Question

A small sphere falls from rest in a viscous liquid. due to friction, heat is produced. find the relation between the rate of production of heat and the radius of sphere at terminal velocity

Answer 1

The forces acting on the sphere are :
Weight = 4/3πr³рg downwards
Buoyant force = 4/3πr³бg upwards
Viscous force = 6πηrν upwards
The sphere attains the terminal velocity v₍t₎ when the resultant force acting on it is zero. i-e,
4/3πr³рg = 4/3πr³бg + 6πηrv₍t₎
Solving above equation gives us the terminal velocity,
v₍t₎ = 2r²(р-б)g / 9η
The rate of heat generation is equal to the rate of work done by the viscous force which in turn is equal to its power. Thus,
dQ/dt = (6πηrv₍t₎) v₍t₎ = 8π(р-б)²g²r⁵ / 27η

Answer 2

Given :r is radius of sphere

vt=terminal velocity.

When a sphere is in liquid, it experience following  forces:

its weight=W=mg=(4/3)πr³ρg [d=m/v]

Buoyancy force=4/3πr³σg

Viscous fore upwards =6πηrvt

where η is coefficient of viscosity of liquid.

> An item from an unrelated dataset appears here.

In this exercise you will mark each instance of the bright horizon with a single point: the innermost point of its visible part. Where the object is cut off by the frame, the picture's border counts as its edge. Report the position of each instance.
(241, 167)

Sphere attains its terminal velocity when forces acting on it are balanced:

(4/3)πr³ρg =4/3πr³σg+6πηrvt

Solving the above equation for terminal velcoity we get :

vt=2r²(ρ-σ)g/9η
Rate of heat generation is equal to rate of work done[power]] by viscous forces .

dQ/dt=(6πηrvt)vt=8π(ρ-σ)² g² r⁵/27η